Related reading: Time Home Buyer Loans Work

The most favorable time to take advantage of a buydown is when the seller or builder is offering to contribute cash towards closing, which can happen as an incentive to get a buyer to purchase their home or to encourage the purchase of a home in a newly built community.
If that's not an option, buyers can still pay down the rate themselves. This can be a good choice for those who want more control over their mortgage payments.
Reducing Monthly Costs
A temporary buydown can significantly lower your monthly mortgage payment, especially in the first year. This can be a huge relief for new homeowners.
By reducing the interest rate, you'll pay less each month, freeing up cash for other expenses or savings. For example, a temporary buydown can save you around $197 a month in interest in the first year.
The amount of the reduction varies, but temporary buydowns typically offer a more significant initial reduction (up to 3%) compared to permanent buydowns (typically 0.125% – 0.5%).
For more insights, see: Interest Only Lifetime Mortgage

To give you a better idea, here are some key differences between temporary and permanent buydowns:
This can be a game-changer for many homebuyers, allowing them to afford a home they might not have been able to otherwise.
Understanding Temporary Buydown Mortgages
A temporary buydown mortgage can be a great option for homebuyers, especially in a high-interest rate environment. It allows you to temporarily reduce the interest rate on your new loan, giving you some breathing room and helping ease into the full mortgage payment.
Temporary buydowns can be paid for by home builders and home sellers as a closing cost, which is equal to the buyer's interest savings. This can be a win-win for both parties involved.
The most common types of temporary buydowns are 1-year, 2-year, and 3-year buydowns. Each option offers a specific reduction in interest rate for a set period. For example, a 1-year buydown reduces the interest rate by 1% for the first year, while a 3-year buydown reduces the interest rate by 3% for the first year, 2% for the second year, and 1% for the third year.

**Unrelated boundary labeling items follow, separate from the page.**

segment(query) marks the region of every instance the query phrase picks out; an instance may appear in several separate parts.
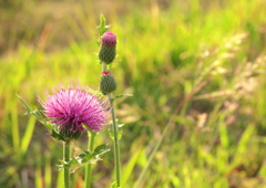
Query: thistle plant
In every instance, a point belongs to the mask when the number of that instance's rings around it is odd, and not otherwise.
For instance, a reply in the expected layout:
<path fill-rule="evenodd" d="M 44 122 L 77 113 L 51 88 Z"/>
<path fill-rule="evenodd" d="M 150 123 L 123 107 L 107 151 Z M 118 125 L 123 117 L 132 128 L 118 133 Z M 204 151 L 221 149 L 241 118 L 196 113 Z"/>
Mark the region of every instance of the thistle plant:
<path fill-rule="evenodd" d="M 99 59 L 102 64 L 102 77 L 100 81 L 100 91 L 103 95 L 108 95 L 111 113 L 112 113 L 112 126 L 111 126 L 111 138 L 114 145 L 114 160 L 115 160 L 115 177 L 116 181 L 112 184 L 112 187 L 121 187 L 121 173 L 120 173 L 120 146 L 119 146 L 119 127 L 116 125 L 116 117 L 113 102 L 115 97 L 112 92 L 116 90 L 116 82 L 113 75 L 108 71 L 108 65 L 113 63 L 116 55 L 116 35 L 111 32 L 105 32 L 105 20 L 102 17 L 100 28 L 101 45 L 99 52 Z M 102 30 L 101 30 L 102 29 Z"/>
<path fill-rule="evenodd" d="M 29 105 L 19 97 L 27 108 L 28 114 L 33 115 L 40 123 L 52 130 L 51 136 L 63 142 L 63 160 L 59 169 L 64 168 L 64 188 L 70 188 L 70 170 L 101 159 L 106 153 L 106 145 L 100 145 L 94 150 L 85 152 L 75 157 L 70 157 L 70 144 L 80 135 L 90 130 L 96 133 L 106 125 L 110 117 L 110 107 L 104 100 L 89 88 L 79 87 L 61 88 L 47 96 L 47 101 L 39 98 L 43 111 L 32 111 Z"/>

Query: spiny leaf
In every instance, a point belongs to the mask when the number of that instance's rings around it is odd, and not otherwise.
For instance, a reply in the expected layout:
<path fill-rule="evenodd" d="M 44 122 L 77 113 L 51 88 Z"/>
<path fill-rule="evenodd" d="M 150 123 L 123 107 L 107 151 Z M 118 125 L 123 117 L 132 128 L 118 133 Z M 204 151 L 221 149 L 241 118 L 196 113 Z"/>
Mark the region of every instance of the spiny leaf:
<path fill-rule="evenodd" d="M 60 134 L 58 134 L 54 129 L 52 129 L 51 136 L 52 136 L 54 139 L 65 142 L 64 137 L 62 137 Z"/>
<path fill-rule="evenodd" d="M 98 160 L 101 160 L 101 156 L 108 153 L 110 149 L 106 147 L 106 144 L 98 146 L 93 153 L 83 150 L 82 154 L 79 154 L 76 157 L 70 159 L 70 161 L 61 161 L 61 165 L 58 165 L 59 169 L 64 167 L 70 167 L 71 173 L 74 173 L 78 168 L 85 166 L 88 164 L 95 164 Z"/>

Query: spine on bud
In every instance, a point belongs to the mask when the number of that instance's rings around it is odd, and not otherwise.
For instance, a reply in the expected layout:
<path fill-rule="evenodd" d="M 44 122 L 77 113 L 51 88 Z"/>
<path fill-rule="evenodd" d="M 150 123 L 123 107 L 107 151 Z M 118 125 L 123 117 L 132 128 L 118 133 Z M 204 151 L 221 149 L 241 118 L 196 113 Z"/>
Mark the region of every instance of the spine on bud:
<path fill-rule="evenodd" d="M 116 82 L 110 72 L 103 72 L 101 82 L 100 82 L 100 91 L 103 95 L 112 93 L 116 90 Z"/>
<path fill-rule="evenodd" d="M 114 61 L 116 54 L 116 35 L 114 33 L 106 32 L 102 36 L 102 44 L 99 52 L 99 59 L 110 64 Z"/>

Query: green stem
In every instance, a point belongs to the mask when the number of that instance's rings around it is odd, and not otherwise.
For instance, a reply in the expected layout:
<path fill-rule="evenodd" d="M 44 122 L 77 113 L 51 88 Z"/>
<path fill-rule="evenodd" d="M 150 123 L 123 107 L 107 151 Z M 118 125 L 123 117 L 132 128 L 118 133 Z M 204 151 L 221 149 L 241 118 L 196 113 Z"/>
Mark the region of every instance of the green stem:
<path fill-rule="evenodd" d="M 105 72 L 108 70 L 108 64 L 102 62 L 102 72 Z"/>
<path fill-rule="evenodd" d="M 63 160 L 70 160 L 70 140 L 63 143 Z M 70 171 L 69 166 L 64 167 L 64 188 L 70 188 Z"/>
<path fill-rule="evenodd" d="M 117 125 L 115 119 L 112 94 L 109 94 L 109 101 L 110 101 L 111 112 L 112 112 L 112 132 L 113 132 L 113 142 L 114 142 L 116 184 L 117 184 L 117 187 L 120 187 L 120 147 L 119 147 Z"/>
<path fill-rule="evenodd" d="M 89 136 L 88 150 L 92 153 L 95 133 L 88 130 L 88 136 Z M 91 188 L 91 182 L 92 182 L 91 174 L 92 174 L 92 164 L 88 164 L 86 171 L 85 171 L 85 187 L 84 188 Z"/>

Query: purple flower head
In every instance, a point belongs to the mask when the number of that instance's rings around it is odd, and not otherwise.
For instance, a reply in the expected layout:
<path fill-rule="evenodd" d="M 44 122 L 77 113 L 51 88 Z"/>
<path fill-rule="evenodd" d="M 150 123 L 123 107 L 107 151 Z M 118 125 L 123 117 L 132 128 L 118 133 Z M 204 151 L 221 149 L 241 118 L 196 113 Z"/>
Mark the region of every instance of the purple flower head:
<path fill-rule="evenodd" d="M 116 44 L 116 35 L 111 32 L 105 32 L 102 35 L 102 44 L 108 46 L 114 46 Z"/>
<path fill-rule="evenodd" d="M 86 128 L 101 130 L 109 118 L 109 106 L 105 101 L 91 92 L 76 88 L 59 90 L 52 95 L 48 94 L 47 102 L 39 98 L 44 108 L 45 116 L 55 124 L 59 129 L 69 128 L 70 132 L 84 132 Z"/>

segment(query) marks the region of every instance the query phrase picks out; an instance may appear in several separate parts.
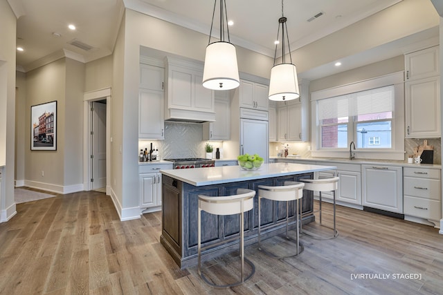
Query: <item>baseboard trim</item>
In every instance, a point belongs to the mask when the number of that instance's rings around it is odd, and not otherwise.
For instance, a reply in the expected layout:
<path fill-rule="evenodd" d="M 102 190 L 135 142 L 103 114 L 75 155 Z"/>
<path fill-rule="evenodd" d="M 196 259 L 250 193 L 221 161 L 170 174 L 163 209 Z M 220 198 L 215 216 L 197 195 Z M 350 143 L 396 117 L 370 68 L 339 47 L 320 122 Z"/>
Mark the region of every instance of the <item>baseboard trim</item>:
<path fill-rule="evenodd" d="M 367 212 L 377 213 L 378 214 L 385 215 L 386 216 L 395 217 L 396 218 L 404 219 L 404 214 L 401 214 L 399 213 L 390 212 L 388 211 L 381 210 L 379 209 L 371 208 L 371 207 L 363 206 L 363 211 L 365 211 Z"/>
<path fill-rule="evenodd" d="M 15 187 L 20 187 L 25 186 L 25 181 L 24 180 L 15 180 Z"/>
<path fill-rule="evenodd" d="M 78 191 L 83 191 L 83 184 L 72 184 L 67 186 L 62 186 L 58 184 L 53 184 L 51 183 L 39 182 L 32 180 L 24 180 L 24 186 L 33 189 L 42 189 L 43 191 L 56 193 L 60 195 L 65 195 L 66 193 L 77 193 Z"/>
<path fill-rule="evenodd" d="M 12 205 L 6 208 L 5 210 L 1 210 L 0 214 L 0 221 L 5 222 L 11 219 L 14 216 L 17 214 L 17 209 L 15 208 L 15 203 L 12 203 Z"/>

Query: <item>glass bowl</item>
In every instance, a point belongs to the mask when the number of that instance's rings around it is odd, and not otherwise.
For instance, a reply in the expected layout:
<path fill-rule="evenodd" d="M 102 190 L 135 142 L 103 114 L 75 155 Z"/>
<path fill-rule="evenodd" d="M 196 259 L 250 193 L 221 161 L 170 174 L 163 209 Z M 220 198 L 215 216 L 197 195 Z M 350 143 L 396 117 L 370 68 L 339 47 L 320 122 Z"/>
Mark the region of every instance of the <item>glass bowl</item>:
<path fill-rule="evenodd" d="M 242 170 L 246 170 L 246 171 L 253 171 L 254 170 L 258 170 L 263 164 L 264 161 L 237 161 L 238 162 L 238 165 L 240 166 L 240 169 Z"/>

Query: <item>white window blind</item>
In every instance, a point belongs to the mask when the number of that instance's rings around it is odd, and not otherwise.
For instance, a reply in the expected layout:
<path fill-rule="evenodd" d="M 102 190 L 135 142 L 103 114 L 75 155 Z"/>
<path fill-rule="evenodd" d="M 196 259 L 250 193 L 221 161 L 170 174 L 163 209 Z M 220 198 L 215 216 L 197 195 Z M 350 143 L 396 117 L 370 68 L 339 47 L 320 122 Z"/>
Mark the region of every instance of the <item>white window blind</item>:
<path fill-rule="evenodd" d="M 394 86 L 388 86 L 318 101 L 318 120 L 390 112 L 394 109 Z"/>

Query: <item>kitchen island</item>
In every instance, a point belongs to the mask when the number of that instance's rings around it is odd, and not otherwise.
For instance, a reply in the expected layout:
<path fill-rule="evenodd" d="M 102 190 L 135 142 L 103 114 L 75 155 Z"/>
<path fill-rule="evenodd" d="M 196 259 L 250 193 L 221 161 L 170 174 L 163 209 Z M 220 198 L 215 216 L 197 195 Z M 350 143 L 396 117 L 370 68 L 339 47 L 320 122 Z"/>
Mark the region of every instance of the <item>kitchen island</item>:
<path fill-rule="evenodd" d="M 162 173 L 162 233 L 161 242 L 174 260 L 183 269 L 197 265 L 198 195 L 210 196 L 236 194 L 239 188 L 253 189 L 258 193 L 259 185 L 283 185 L 285 181 L 312 179 L 314 173 L 334 170 L 331 166 L 292 163 L 264 164 L 258 170 L 244 171 L 238 166 L 192 169 L 161 170 Z M 257 234 L 257 193 L 254 208 L 245 213 L 245 245 L 256 242 Z M 290 225 L 296 222 L 295 202 L 289 203 Z M 303 222 L 314 220 L 312 192 L 303 191 L 302 210 L 307 213 Z M 213 216 L 204 212 L 201 217 L 202 246 L 222 242 L 239 234 L 238 216 Z M 269 226 L 262 231 L 266 236 L 284 231 L 285 202 L 262 200 L 261 222 Z M 202 253 L 202 260 L 208 260 L 238 249 L 238 241 L 222 243 Z"/>

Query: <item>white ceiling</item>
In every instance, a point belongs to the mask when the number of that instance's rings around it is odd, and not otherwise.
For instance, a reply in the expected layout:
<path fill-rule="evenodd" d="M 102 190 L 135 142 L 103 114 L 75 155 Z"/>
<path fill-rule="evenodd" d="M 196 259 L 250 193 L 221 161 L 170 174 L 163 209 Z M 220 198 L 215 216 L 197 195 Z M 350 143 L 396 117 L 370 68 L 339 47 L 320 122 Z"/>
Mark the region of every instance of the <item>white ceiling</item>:
<path fill-rule="evenodd" d="M 17 46 L 24 47 L 25 51 L 17 52 L 17 64 L 25 70 L 51 55 L 64 55 L 87 62 L 111 54 L 125 7 L 208 35 L 214 6 L 214 1 L 209 0 L 8 1 L 16 15 L 21 15 L 17 20 Z M 291 50 L 318 40 L 401 1 L 286 0 L 284 14 L 288 19 Z M 278 21 L 282 15 L 281 1 L 227 0 L 226 5 L 228 17 L 235 23 L 229 28 L 231 42 L 273 57 Z M 318 12 L 323 15 L 307 21 Z M 218 21 L 217 19 L 216 23 Z M 69 30 L 69 23 L 75 24 L 77 30 Z M 219 26 L 217 23 L 215 26 Z M 54 32 L 61 37 L 54 37 Z M 435 32 L 428 33 L 435 35 Z M 217 37 L 217 34 L 213 35 Z M 74 39 L 93 48 L 84 50 L 69 44 Z M 392 55 L 393 53 L 385 53 L 386 56 Z M 365 57 L 362 59 L 363 56 Z M 354 59 L 359 63 L 374 62 L 383 57 L 380 53 L 375 55 L 367 53 Z M 320 73 L 323 76 L 333 73 L 313 69 L 305 73 L 305 77 L 310 79 L 319 77 Z"/>

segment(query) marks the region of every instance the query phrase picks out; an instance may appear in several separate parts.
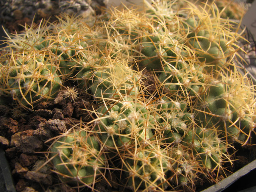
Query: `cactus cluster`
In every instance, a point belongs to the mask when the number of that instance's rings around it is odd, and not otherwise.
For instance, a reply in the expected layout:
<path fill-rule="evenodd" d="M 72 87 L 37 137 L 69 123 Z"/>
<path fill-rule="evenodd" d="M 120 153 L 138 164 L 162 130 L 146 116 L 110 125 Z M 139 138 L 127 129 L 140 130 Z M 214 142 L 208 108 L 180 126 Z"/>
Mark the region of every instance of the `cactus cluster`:
<path fill-rule="evenodd" d="M 92 120 L 49 148 L 62 182 L 93 190 L 111 183 L 107 172 L 123 190 L 192 189 L 199 178 L 217 179 L 232 163 L 229 148 L 255 132 L 255 88 L 234 62 L 242 38 L 233 24 L 214 3 L 152 2 L 97 18 L 64 16 L 27 30 L 38 35 L 7 40 L 1 94 L 33 109 L 72 83 L 96 106 L 83 109 Z"/>

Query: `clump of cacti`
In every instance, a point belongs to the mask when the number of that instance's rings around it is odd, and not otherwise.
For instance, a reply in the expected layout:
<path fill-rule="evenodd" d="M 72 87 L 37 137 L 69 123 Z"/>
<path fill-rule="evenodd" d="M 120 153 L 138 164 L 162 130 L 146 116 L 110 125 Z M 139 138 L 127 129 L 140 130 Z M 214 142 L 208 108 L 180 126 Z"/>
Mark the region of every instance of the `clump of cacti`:
<path fill-rule="evenodd" d="M 50 158 L 63 182 L 89 186 L 104 171 L 105 159 L 100 149 L 95 136 L 84 130 L 73 129 L 54 141 Z"/>
<path fill-rule="evenodd" d="M 6 64 L 2 67 L 4 94 L 28 108 L 43 100 L 54 99 L 62 83 L 57 66 L 46 54 L 35 51 L 5 55 Z"/>
<path fill-rule="evenodd" d="M 242 38 L 231 24 L 214 3 L 152 3 L 145 11 L 114 8 L 87 24 L 60 17 L 15 45 L 9 38 L 1 94 L 33 109 L 72 84 L 95 104 L 83 109 L 93 119 L 81 119 L 86 128 L 76 127 L 49 148 L 62 182 L 93 190 L 108 173 L 122 190 L 192 188 L 224 171 L 229 149 L 255 132 L 255 88 L 233 62 Z M 146 73 L 155 77 L 154 91 Z"/>

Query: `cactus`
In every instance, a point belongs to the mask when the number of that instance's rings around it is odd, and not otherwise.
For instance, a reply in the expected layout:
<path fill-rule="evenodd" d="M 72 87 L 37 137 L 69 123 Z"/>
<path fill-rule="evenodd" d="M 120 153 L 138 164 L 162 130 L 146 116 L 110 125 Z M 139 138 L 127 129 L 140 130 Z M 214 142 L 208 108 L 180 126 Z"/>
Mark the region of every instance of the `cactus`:
<path fill-rule="evenodd" d="M 93 120 L 81 118 L 49 149 L 61 182 L 93 191 L 110 173 L 123 190 L 193 189 L 224 172 L 228 148 L 255 132 L 255 86 L 233 62 L 241 37 L 232 24 L 214 3 L 152 3 L 87 22 L 58 18 L 0 58 L 1 96 L 23 107 L 54 98 L 63 81 L 71 102 L 77 87 L 92 96 L 96 107 L 83 109 Z"/>
<path fill-rule="evenodd" d="M 4 81 L 2 91 L 25 108 L 33 109 L 43 100 L 53 99 L 62 84 L 56 66 L 45 54 L 36 51 L 12 54 L 10 60 L 2 67 Z"/>
<path fill-rule="evenodd" d="M 96 138 L 82 129 L 70 131 L 55 140 L 51 148 L 54 171 L 70 185 L 94 185 L 104 168 L 100 146 Z"/>

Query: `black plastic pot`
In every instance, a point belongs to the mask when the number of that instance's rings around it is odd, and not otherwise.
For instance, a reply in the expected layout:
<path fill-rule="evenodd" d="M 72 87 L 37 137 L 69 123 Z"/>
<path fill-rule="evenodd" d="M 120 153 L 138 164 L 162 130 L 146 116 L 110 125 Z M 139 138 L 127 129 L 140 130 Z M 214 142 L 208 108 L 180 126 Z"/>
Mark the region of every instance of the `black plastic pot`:
<path fill-rule="evenodd" d="M 201 192 L 256 191 L 256 160 Z"/>
<path fill-rule="evenodd" d="M 0 148 L 0 191 L 16 192 L 9 164 L 4 152 Z"/>

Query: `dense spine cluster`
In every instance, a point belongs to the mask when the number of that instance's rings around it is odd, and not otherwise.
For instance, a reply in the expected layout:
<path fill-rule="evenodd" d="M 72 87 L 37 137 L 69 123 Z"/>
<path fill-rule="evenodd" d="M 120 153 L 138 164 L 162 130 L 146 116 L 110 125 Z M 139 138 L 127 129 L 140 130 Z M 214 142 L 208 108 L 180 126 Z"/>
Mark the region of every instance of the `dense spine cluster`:
<path fill-rule="evenodd" d="M 229 148 L 255 133 L 255 88 L 233 62 L 242 38 L 216 5 L 145 4 L 146 11 L 115 8 L 97 19 L 63 16 L 7 40 L 3 98 L 32 110 L 71 83 L 95 104 L 83 109 L 93 118 L 81 120 L 85 128 L 49 148 L 63 182 L 93 190 L 101 179 L 110 183 L 109 171 L 122 190 L 193 188 L 224 171 Z"/>

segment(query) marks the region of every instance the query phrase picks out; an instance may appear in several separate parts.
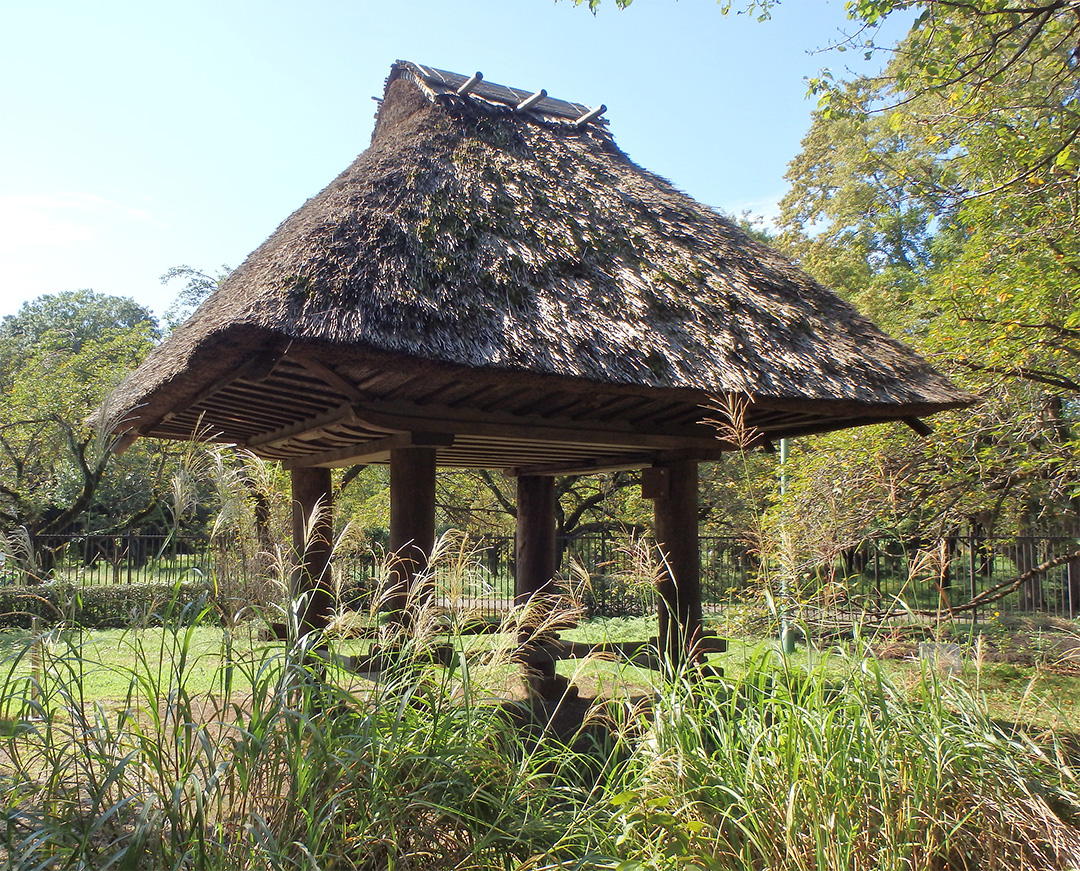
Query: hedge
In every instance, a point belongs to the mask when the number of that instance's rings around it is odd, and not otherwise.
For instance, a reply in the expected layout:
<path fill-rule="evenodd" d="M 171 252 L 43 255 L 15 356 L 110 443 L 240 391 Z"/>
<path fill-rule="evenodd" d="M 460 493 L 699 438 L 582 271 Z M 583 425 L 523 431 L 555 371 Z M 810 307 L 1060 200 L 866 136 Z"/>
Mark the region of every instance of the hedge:
<path fill-rule="evenodd" d="M 78 587 L 44 584 L 0 587 L 0 629 L 69 624 L 85 629 L 185 625 L 210 603 L 205 584 L 131 584 Z"/>

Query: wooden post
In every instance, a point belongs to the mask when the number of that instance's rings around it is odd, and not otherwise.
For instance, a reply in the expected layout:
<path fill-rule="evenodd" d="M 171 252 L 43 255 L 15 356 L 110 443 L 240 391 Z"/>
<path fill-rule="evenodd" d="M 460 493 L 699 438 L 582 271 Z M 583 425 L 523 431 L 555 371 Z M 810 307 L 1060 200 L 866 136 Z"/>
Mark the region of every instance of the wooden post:
<path fill-rule="evenodd" d="M 553 592 L 555 577 L 555 479 L 523 474 L 517 479 L 517 530 L 514 540 L 514 603 L 525 605 L 535 597 Z M 531 627 L 523 627 L 518 644 L 532 639 Z M 554 661 L 534 665 L 538 676 L 554 678 Z"/>
<path fill-rule="evenodd" d="M 390 452 L 390 552 L 387 608 L 408 622 L 418 604 L 413 582 L 428 566 L 435 546 L 435 448 L 400 447 Z"/>
<path fill-rule="evenodd" d="M 652 499 L 657 548 L 659 646 L 674 670 L 701 638 L 698 553 L 698 464 L 674 460 L 646 470 L 643 495 Z"/>
<path fill-rule="evenodd" d="M 330 470 L 293 469 L 293 598 L 306 595 L 299 632 L 324 629 L 334 613 L 330 552 L 334 549 L 334 494 Z"/>

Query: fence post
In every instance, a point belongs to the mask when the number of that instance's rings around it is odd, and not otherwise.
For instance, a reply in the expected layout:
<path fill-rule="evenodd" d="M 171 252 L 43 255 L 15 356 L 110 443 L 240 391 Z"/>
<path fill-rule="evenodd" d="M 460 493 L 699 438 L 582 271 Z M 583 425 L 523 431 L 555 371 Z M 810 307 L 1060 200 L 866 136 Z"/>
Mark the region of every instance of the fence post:
<path fill-rule="evenodd" d="M 977 576 L 977 565 L 978 565 L 975 557 L 976 546 L 977 541 L 975 538 L 975 526 L 974 524 L 969 524 L 968 525 L 968 589 L 971 591 L 972 600 L 974 600 L 974 598 L 978 594 L 978 582 L 975 579 Z M 971 622 L 973 626 L 978 622 L 977 606 L 971 609 Z"/>

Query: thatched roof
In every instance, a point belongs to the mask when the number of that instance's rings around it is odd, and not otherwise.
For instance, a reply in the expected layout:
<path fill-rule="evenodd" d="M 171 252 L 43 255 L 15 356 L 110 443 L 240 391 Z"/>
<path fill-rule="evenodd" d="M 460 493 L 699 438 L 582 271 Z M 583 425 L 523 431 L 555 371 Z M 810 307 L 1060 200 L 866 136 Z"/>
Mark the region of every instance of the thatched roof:
<path fill-rule="evenodd" d="M 183 437 L 163 421 L 193 419 L 253 354 L 270 353 L 272 366 L 301 345 L 324 363 L 422 361 L 456 381 L 472 372 L 741 394 L 774 415 L 797 407 L 804 426 L 793 431 L 970 400 L 779 254 L 633 163 L 603 120 L 576 124 L 588 107 L 549 98 L 515 111 L 528 92 L 484 82 L 458 96 L 463 80 L 393 66 L 370 147 L 120 386 L 118 428 Z M 834 413 L 813 426 L 815 403 Z M 213 426 L 225 432 L 224 420 Z"/>

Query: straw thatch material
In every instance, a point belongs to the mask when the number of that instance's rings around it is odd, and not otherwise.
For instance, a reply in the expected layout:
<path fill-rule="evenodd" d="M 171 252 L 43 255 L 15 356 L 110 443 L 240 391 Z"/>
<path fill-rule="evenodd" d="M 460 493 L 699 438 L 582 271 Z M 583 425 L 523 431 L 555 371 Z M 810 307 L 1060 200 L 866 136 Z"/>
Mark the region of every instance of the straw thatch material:
<path fill-rule="evenodd" d="M 110 400 L 153 434 L 274 345 L 454 370 L 854 403 L 970 401 L 730 220 L 634 164 L 603 122 L 458 97 L 399 62 L 370 147 L 306 202 Z M 566 104 L 573 105 L 577 104 Z"/>

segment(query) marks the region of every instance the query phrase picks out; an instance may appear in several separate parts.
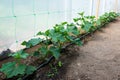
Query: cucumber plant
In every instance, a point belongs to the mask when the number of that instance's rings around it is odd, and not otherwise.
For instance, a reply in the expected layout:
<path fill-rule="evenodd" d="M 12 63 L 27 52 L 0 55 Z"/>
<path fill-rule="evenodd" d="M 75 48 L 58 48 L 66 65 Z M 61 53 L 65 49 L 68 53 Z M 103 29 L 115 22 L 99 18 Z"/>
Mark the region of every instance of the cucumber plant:
<path fill-rule="evenodd" d="M 23 64 L 21 60 L 27 59 L 28 56 L 37 56 L 44 60 L 49 56 L 54 56 L 55 59 L 59 59 L 61 55 L 60 52 L 67 43 L 82 45 L 82 41 L 79 38 L 81 34 L 78 27 L 85 30 L 85 33 L 90 33 L 119 16 L 115 12 L 109 12 L 103 14 L 96 20 L 95 16 L 85 16 L 84 12 L 79 13 L 79 15 L 80 17 L 73 19 L 74 23 L 62 22 L 53 26 L 53 29 L 38 32 L 37 36 L 44 36 L 44 39 L 34 38 L 29 41 L 24 41 L 22 45 L 26 46 L 26 48 L 31 48 L 38 44 L 41 46 L 34 52 L 34 55 L 29 55 L 24 50 L 11 54 L 10 56 L 13 57 L 15 61 L 3 64 L 0 71 L 3 72 L 7 78 L 29 75 L 36 70 L 36 67 Z M 59 63 L 59 66 L 61 66 L 61 63 Z"/>
<path fill-rule="evenodd" d="M 26 59 L 29 56 L 29 54 L 25 53 L 23 50 L 11 54 L 10 56 L 14 57 L 16 60 L 3 64 L 2 68 L 0 69 L 0 71 L 3 72 L 7 78 L 25 74 L 29 75 L 36 70 L 34 66 L 21 63 L 21 59 Z"/>

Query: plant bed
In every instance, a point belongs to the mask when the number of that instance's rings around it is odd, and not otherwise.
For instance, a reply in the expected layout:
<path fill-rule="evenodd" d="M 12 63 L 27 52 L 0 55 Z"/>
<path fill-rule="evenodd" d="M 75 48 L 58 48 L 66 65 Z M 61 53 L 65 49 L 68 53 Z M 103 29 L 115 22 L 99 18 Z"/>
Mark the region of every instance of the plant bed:
<path fill-rule="evenodd" d="M 11 54 L 10 56 L 15 61 L 8 61 L 9 63 L 3 64 L 0 71 L 5 73 L 7 78 L 12 78 L 12 80 L 14 80 L 14 76 L 19 78 L 19 80 L 27 80 L 30 74 L 44 67 L 43 64 L 46 63 L 45 65 L 47 65 L 50 62 L 51 59 L 49 60 L 49 57 L 52 56 L 55 61 L 59 60 L 63 48 L 65 49 L 71 44 L 82 46 L 82 40 L 79 36 L 83 35 L 84 38 L 84 35 L 93 33 L 118 16 L 116 13 L 110 12 L 105 13 L 96 20 L 94 16 L 84 16 L 84 13 L 79 13 L 79 15 L 79 18 L 74 19 L 74 23 L 63 22 L 55 25 L 53 29 L 37 34 L 38 36 L 45 36 L 45 39 L 34 38 L 24 41 L 22 45 L 25 45 L 26 49 Z M 38 62 L 34 64 L 36 61 Z M 45 63 L 38 67 L 37 64 L 44 61 Z M 13 68 L 8 71 L 9 67 Z M 25 77 L 23 77 L 24 75 Z"/>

Here's a breakdown of the different types of temporary buydowns:
As you can see, each option offers a different level of interest rate reduction, which can impact your monthly payments and overall savings. For example, a 1-year buydown can save you around $197 a month in interest in the first year, while a 3-year buydown can save you around $597 a month in interest in the first year.
It's worth noting that temporary buydowns are not always available, and some lenders may only offer them as a seller or lender-paid option. Additionally, borrower eligibility and loan terms may apply, so it's essential to consult with a lender or financial advisor to determine if a temporary buydown is right for you.
Frequently Asked Questions
What are the cons of a buydown?
Buydowns come with two main drawbacks: higher upfront costs and potential negative equity if the property's value doesn't appreciate as expected. Understanding these risks is crucial before considering a buydown for your home purchase.
How much does a 2:1 temporary buydown cost?
A 2:1 temporary buydown typically costs 4.4% of the loan amount, which is twice the cost of a standard 2% buydown. This can significantly reduce your monthly payments, but the total cost is spread over the loan term.
Does FHA allow temporary buydowns?
FHA no longer permits underwriting at the bought down rate, so borrowers must qualify at the full note rate. Temporary interest rate buydowns are allowed for fixed rate mortgages, but with specific restrictions.
Can a lender pay for a temporary buydown?
Yes, a lender can contribute to a temporary buydown, either alone or in combination with other parties
What is the 3 2 1 buydown rule?
A 3-2-1 buydown mortgage reduces the interest rate by 3% in the first year, 2% in the second year, and 1% in the third year, offering lower payments for the initial three years of the loan. This unique mortgage option can significantly lower monthly payments, making homeownership more affordable.